Effects of β-adrenergic and nicotinic antagonists on NNK-induced cell proliferation
To investigate whether the effects of NNK on HaCaT and oral cancer cell proliferation were dependent on β-adrenergic receptors and nicotinic nAChR-α7 and nAChR-α4, the cells were expanded in 96-well plates until they reached 60% confluency. Then, the FBS concentration was reduced to 0.5%. Thirty minutes before NNK treatment, the cells were either treated or not with the antagonists for β-adrenergic receptors (propranolol at 10 μM; Calbiochem, Merck, Germany), for nAChR-α4 (dihydro-beta-erythroidine at 200 nM; Tocris Bioscience, UK) and for nAChR-α7 receptors (α-bungarotoxin at 100 nM; Calbiochem, Merck, Germany). The antagonists were diluted in the respective culture media. Then, the cells were stimulated with 10 μM NNK. This NNK concentration was chosen because it had been determined to have the best stimulatory effect on cell proliferation in previous tests. Cell proliferation after treatment with NNK, in association or not with antagonist drugs, was assessed by BrdU incorporation rates as previously described. This analysis was performed in five technical replicates for each experimental group.
Statistical analysis
Data were checked for normality, and Student’s t-test or one-way analysis of variance (ANOVA) followed by Bonferroni’s multiple-comparison test was used to determine the statistical significance of differences between groups. P values < 0.05 were considered significant. All wells from all experimental groups were assessed for cell viability before stimuli. Wells with cells that did not show satisfactory viability were previously excluded. This explains why some groups have a different number of replicates than others.
Results
Culture medium for normal keratinocytes and oral cancer cell lines contains measurable norepinephrine levels that are dependent on FBS concentrations
To evaluate whether the culture medium used for the cultivation of HaCaT (DMEM), SCC9 and SCC25 (DMEM/F12 for both) cells have basal levels (culture medium without cells) of norepinephrine, samples of the two types of media in normal (10%) and reduced (0.5%) FBS concentrations were tested for hormone measurement. Our results indicated that both DMEM and DMEM/F12 medium supplemented with FBS had measurable norepinephrine levels even before being placed in contact with the cell lines (Fig. 1). Furthermore, norepinephrine levels were correlated with FBS concentrations in the medium, since for both studied culture media, those with the highest concentration of FBS (10%) had higher hormone levels than those with reduced FBS concentrations (0.5%) (P < 0.05) (Fig. 1). DMEM culture medium showed higher norepinephrine levels than DMEM/F12 when compared with the same FBS concentrations, but these differences did not reach statistical significance (P > 0.05) (Fig. 1).

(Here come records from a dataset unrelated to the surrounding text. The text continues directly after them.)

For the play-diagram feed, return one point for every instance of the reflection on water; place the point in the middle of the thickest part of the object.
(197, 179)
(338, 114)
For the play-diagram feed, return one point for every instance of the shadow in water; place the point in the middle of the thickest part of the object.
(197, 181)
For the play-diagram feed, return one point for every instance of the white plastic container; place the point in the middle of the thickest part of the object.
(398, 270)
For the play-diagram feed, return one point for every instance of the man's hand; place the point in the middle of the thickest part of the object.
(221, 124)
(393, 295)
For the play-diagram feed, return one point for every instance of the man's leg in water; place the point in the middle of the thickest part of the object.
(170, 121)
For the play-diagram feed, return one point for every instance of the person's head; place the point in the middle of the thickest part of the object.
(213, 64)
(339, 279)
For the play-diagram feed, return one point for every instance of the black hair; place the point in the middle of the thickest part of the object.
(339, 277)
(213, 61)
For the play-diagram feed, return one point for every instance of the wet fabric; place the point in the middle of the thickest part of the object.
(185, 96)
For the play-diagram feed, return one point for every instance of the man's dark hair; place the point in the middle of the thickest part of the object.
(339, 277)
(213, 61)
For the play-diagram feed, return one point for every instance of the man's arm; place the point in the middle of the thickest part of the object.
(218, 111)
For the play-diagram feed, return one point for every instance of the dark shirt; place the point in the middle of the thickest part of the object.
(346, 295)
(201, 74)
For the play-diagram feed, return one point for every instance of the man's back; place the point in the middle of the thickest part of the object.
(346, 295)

Oral cancer cells and keratinocytes secrete the stress-related neurotransmitter norepinephrine. Microscopic aspects of the cell lines used in the study: HaCaT, SCC9 and SCC25 (A). DMEM and DMEM/F12 media supplemented with FBS had higher norepinephrine levels in comparison with the respective media without supplementation (B). Norepinephrine secretion by the HaCaT (C), SCC9 (D) and SCC25 cells (E). Norepinephrine levels were measured in the supernatants of HaCaT and OSCC cells, in normal concentration of FBS (10%) or in reduced concentration (0.5%). Cell supernatants from the three cell lines tested showed higher norepinephrine concentrations compared to culture medium without cells (adjusted for normal or reduced FBS concentration). (F, G, H and I) The data represent the percentage increase in norepinephrine levels in the cell supernatants from each cell line compared to their respective culture media without cells with FBS at 0.5% (F and H) or 10% (G and I). Each value represents the mean ± SEM of the assays, n = 3. *P < 0.05; **P < 0.01; ***P < 0.001. Abbreviations: NE, norepinephrine.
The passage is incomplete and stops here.